A mon tour,après nicolas de vous faire copie d'un courrier adressé a un de ces messieurs qui nous gouvernent :
Monsieur le président,
En juin dernier, vous avez bouleversé ma vie en prononçant une inéligibilité qui met à néant, pour un retard de quelques heures dans le dépôt d’un compte de campagne par ailleurs irréprochable, la volonté de 65% des électeurs exprimée dès le premier tour.
Vous avez prononcé cette inéligibilité alors que mon élection en qualité de conseiller général de l’Essonne n’était contestée par personne et que ma bonne foi (qui, en vertu du code électoral, aurait dû m’exonérer) n’était pas en cause.
Rendue dans la plus grande discrétion, votre décision et les conclusions censées l’expliciter ont laissé mes arguments sans réponse.
Ils ne vous exhortaient pourtant qu’à accomplir intelligemment votre office : appliquer la loi en reconnaissant ma bonne foi et tenir compte de quelques grands principes : proportionnalité des sanctions aux fautes, respect du suffrage universel, égard minimal pour la continuité des services publics locaux, pour la sérénité de la vie démocratique locale, accessoirement pour les deniers publics auxquels on aurait pu faire l’économie d’une élection partielle.
Vous avez préféré, par esprit de routine, de confort, par peur du quand dira-t-on peut-être ? persévérer dans une jurisprudence que vous savez absurde, non dictée par la loi (c’est l’inverse) et contraire à nos grands principes.
Cet esprit de routine et de confort qui fait que le droit s’éloigne de la justice.
Cet esprit de routine et de confort qui explique tant de compromissions de notre histoire judiciaire.
Cet esprit de routine et de confort qui, au moment où tant de nos concitoyens, tant d’élus en particulier, s’interrogent sur les complications de la justice française, fait mentir l’image d’un juge administratif gardien du bon sens et de l’équité, d’un juge électoral réaliste, d’un Conseil d’Etat faisant prévaloir l’intérêt général sur les arguties juridiques et sur les raisonnements mécaniques.
L’élection partielle, consécutive a votre décision, vient de statuer en appel : mon fils de 28 ans, sans expérience politique, a été élu avec plus 56% des suffrages, malgré la présence d’un sénateur et du maire de la plus grosse commune candidats dans cette élection.
Je vous demande au moins de mesurer ce que cela signifie, d’imaginer, sans le dédaigner, le regard que les citoyens portent sur les décisions de justice quand elles leur semblent disproportionnées.
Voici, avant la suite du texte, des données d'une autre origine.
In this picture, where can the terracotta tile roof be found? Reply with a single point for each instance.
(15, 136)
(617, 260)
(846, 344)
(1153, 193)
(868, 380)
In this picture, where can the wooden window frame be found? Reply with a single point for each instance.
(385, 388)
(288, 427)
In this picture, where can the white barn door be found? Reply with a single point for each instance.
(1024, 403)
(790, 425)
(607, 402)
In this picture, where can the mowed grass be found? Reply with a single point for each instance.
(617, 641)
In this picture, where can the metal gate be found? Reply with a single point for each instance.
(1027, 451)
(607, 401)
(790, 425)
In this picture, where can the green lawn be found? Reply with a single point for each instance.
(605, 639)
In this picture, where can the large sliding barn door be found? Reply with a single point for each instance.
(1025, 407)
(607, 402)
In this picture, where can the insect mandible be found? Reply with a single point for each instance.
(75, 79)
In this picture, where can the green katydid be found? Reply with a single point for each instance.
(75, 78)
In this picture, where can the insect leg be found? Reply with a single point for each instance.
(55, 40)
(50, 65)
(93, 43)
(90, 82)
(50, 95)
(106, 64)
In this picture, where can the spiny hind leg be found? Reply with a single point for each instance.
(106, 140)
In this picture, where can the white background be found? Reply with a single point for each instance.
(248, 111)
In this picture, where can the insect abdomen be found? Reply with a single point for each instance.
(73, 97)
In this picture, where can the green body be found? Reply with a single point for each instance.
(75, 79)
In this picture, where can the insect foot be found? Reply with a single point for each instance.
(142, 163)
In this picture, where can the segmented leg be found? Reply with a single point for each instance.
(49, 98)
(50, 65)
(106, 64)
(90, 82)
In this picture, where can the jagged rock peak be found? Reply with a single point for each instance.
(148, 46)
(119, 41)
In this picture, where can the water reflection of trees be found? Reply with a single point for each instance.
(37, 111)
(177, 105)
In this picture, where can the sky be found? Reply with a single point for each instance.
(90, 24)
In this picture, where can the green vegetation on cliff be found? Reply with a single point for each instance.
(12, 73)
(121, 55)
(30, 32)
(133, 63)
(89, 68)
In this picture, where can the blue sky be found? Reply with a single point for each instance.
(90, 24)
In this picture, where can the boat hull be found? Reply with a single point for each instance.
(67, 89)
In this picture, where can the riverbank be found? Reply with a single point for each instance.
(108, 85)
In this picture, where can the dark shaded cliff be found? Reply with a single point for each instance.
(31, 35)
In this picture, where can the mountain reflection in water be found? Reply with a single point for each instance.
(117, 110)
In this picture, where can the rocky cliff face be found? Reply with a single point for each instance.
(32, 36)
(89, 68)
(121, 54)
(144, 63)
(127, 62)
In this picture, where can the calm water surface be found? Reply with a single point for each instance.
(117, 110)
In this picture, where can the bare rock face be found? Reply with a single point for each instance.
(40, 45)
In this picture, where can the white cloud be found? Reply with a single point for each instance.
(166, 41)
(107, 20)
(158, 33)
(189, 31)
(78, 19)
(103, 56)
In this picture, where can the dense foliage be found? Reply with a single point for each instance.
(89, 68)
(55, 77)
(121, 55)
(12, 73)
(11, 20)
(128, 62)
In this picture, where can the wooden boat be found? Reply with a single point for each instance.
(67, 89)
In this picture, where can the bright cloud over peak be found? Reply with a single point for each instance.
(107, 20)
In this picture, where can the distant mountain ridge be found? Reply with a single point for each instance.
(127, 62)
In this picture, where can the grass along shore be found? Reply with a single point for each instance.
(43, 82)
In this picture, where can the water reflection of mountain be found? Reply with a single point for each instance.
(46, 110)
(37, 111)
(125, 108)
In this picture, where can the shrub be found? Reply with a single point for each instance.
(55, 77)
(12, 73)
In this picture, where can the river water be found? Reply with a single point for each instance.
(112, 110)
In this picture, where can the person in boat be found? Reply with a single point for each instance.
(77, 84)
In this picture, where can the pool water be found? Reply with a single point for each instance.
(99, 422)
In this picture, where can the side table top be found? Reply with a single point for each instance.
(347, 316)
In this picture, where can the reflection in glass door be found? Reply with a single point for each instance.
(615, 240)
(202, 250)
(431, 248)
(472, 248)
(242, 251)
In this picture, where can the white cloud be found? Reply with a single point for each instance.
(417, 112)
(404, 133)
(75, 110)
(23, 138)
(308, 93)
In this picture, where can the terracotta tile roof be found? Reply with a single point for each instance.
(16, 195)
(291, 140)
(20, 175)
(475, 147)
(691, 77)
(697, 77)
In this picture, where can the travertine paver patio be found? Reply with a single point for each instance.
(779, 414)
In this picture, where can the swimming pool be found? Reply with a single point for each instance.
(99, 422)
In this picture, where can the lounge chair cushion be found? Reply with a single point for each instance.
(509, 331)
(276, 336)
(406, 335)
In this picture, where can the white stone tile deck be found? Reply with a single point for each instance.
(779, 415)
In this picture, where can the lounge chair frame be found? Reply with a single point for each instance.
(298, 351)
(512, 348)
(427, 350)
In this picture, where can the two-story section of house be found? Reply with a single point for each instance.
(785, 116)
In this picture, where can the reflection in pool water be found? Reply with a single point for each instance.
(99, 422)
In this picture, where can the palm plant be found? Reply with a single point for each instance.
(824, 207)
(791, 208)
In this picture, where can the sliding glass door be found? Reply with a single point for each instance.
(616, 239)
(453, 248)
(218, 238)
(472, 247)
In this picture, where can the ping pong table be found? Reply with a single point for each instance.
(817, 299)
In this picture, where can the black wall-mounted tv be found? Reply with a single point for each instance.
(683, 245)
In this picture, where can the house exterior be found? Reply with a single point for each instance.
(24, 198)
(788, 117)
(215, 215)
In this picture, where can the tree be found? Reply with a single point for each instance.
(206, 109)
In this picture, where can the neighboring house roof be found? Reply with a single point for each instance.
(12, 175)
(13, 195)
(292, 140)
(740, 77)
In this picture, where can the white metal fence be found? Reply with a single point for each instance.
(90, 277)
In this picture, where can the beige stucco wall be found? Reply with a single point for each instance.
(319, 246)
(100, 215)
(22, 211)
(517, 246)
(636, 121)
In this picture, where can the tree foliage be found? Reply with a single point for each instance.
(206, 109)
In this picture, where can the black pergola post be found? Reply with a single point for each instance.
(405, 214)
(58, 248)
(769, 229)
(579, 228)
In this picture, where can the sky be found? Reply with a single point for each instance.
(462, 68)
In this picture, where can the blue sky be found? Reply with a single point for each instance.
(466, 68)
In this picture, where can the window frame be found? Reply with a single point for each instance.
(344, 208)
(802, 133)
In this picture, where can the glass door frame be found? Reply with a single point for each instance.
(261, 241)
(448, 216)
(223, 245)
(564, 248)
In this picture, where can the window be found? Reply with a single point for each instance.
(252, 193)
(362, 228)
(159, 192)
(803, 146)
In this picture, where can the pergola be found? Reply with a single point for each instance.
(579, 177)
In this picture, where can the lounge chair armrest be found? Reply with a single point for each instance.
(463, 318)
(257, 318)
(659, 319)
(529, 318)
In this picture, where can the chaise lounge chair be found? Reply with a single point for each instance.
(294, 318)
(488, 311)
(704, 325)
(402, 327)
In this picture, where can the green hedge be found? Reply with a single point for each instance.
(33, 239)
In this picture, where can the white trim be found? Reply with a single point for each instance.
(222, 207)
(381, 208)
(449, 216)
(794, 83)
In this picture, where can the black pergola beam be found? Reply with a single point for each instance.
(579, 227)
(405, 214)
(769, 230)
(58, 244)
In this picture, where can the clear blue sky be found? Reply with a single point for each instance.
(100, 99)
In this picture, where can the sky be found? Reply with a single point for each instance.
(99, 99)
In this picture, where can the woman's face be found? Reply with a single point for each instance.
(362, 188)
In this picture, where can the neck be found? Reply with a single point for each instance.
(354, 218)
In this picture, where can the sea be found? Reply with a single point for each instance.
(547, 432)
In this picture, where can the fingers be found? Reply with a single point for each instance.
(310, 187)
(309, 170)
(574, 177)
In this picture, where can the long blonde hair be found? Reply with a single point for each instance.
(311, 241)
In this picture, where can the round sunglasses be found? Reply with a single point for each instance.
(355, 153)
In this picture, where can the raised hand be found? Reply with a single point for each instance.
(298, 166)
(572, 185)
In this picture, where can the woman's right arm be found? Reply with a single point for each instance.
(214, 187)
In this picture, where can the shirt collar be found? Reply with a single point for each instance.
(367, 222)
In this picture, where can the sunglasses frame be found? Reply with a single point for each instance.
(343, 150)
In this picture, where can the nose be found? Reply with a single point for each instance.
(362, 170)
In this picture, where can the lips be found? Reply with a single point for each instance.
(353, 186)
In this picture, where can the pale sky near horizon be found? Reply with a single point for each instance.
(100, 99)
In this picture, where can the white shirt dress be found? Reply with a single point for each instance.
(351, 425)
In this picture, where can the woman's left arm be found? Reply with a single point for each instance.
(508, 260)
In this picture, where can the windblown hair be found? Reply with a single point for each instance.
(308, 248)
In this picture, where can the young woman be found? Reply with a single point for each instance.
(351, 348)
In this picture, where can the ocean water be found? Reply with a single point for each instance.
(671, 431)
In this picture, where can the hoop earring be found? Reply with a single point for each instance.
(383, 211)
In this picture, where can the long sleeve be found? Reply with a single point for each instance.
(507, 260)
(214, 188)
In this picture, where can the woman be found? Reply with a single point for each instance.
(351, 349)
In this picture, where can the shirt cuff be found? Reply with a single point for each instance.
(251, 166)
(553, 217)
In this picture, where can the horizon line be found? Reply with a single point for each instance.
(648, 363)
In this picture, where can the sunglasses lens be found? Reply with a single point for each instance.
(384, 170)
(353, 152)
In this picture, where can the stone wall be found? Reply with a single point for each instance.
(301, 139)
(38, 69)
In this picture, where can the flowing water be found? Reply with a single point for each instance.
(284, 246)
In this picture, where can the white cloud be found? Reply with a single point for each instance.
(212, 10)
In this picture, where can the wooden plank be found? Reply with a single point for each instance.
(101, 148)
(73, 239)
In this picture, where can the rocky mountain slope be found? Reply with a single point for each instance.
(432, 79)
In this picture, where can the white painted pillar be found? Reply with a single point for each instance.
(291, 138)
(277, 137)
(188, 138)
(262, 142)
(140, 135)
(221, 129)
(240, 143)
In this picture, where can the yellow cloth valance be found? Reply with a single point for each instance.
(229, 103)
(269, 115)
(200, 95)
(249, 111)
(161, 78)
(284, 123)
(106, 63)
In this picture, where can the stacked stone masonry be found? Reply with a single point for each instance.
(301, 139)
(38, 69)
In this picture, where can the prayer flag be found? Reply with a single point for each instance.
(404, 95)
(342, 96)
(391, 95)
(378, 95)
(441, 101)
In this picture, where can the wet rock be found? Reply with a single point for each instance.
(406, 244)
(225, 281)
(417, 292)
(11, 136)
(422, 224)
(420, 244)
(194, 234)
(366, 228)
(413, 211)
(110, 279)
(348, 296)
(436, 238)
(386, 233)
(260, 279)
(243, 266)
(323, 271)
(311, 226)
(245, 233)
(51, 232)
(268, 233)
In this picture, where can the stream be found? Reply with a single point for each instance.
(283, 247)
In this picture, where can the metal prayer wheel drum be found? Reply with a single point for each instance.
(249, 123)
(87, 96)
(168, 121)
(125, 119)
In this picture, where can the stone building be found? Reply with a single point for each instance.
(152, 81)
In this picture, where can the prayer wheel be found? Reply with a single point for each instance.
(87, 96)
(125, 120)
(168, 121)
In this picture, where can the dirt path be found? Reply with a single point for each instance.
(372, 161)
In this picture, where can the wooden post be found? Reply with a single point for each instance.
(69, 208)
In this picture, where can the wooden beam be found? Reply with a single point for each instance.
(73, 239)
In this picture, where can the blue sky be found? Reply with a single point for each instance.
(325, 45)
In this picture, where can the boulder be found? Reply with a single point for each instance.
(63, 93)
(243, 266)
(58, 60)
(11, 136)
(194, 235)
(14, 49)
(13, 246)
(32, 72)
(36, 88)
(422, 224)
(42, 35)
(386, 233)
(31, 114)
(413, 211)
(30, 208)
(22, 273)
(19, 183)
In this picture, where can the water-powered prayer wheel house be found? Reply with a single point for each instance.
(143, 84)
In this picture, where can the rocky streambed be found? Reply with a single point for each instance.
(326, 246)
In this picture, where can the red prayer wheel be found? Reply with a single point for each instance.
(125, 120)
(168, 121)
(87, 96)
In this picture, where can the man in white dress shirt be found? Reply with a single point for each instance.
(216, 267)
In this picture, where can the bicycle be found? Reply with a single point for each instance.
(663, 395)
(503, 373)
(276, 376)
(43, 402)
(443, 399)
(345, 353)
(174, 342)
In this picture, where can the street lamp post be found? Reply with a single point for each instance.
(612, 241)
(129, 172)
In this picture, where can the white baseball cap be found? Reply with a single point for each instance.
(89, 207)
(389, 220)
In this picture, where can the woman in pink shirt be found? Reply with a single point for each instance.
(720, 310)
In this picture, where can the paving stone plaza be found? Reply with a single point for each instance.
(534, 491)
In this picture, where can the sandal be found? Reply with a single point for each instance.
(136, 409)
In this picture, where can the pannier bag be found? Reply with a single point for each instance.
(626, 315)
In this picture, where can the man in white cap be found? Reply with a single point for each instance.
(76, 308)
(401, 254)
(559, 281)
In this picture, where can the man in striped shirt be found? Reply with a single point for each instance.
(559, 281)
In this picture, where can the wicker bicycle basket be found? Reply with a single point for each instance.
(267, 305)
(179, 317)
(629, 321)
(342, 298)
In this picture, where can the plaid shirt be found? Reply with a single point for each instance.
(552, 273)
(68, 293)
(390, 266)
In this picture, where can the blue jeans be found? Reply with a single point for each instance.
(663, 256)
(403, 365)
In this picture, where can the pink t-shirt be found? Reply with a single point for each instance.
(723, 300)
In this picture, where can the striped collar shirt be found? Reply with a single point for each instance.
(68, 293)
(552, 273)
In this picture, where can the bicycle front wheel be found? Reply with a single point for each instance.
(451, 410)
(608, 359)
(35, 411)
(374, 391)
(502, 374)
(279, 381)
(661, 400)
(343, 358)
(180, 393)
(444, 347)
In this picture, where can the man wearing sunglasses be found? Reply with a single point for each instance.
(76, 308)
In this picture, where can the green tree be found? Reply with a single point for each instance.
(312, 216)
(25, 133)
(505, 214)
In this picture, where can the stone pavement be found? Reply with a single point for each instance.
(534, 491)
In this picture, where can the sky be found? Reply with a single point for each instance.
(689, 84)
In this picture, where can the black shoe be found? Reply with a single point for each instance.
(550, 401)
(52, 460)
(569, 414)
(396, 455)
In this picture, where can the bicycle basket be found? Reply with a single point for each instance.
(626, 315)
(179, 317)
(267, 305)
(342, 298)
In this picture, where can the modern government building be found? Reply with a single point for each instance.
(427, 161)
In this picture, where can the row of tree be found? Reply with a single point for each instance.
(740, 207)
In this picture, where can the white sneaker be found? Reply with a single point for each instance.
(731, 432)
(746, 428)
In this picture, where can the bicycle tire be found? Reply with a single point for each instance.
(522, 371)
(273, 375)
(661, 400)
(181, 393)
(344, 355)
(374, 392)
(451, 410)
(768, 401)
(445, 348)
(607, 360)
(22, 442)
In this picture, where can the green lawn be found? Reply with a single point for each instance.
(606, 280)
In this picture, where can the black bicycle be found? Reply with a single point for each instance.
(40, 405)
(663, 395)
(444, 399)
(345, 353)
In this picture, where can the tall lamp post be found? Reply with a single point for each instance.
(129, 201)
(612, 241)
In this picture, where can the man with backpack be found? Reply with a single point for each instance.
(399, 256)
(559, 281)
Quand ils ont le sentiment qu’on leur a « volé leur vote ». Ce n’est pas seulement la crédibilité du juge, c’est celle de l’ensemble de nos institutions qui est ainsi remise en cause.
A l’issue du dépouillement, quelqu’un s’est écrié « justice est rendue ». Les électeurs de mon canton, pas seulement les miens, ont eu la sensation que, sur les trébuchets du juge électoral, la volonté des électeurs avait un poids bien faible, que bien peu de cas était fait, en définitive, de la démocratie.
Au fond de moi, je ne peux me retenir de penser qu’ils ont en partie raison : votre décision, car c’en est une, car vous pouviez faire autrement, est un déni de démocratie.
Les dérives de la jurisprudence antérieure n’excusent rien. Une jurisprudence stupide et inique, on doit avoir le courage, on doit prendre la peine d’en changer
En rudoyant le suffrage universel, puis en exposant la justice au désaveu des gens, votre abstention a contribué à rendre notre Etat de droit un peu plus illisible.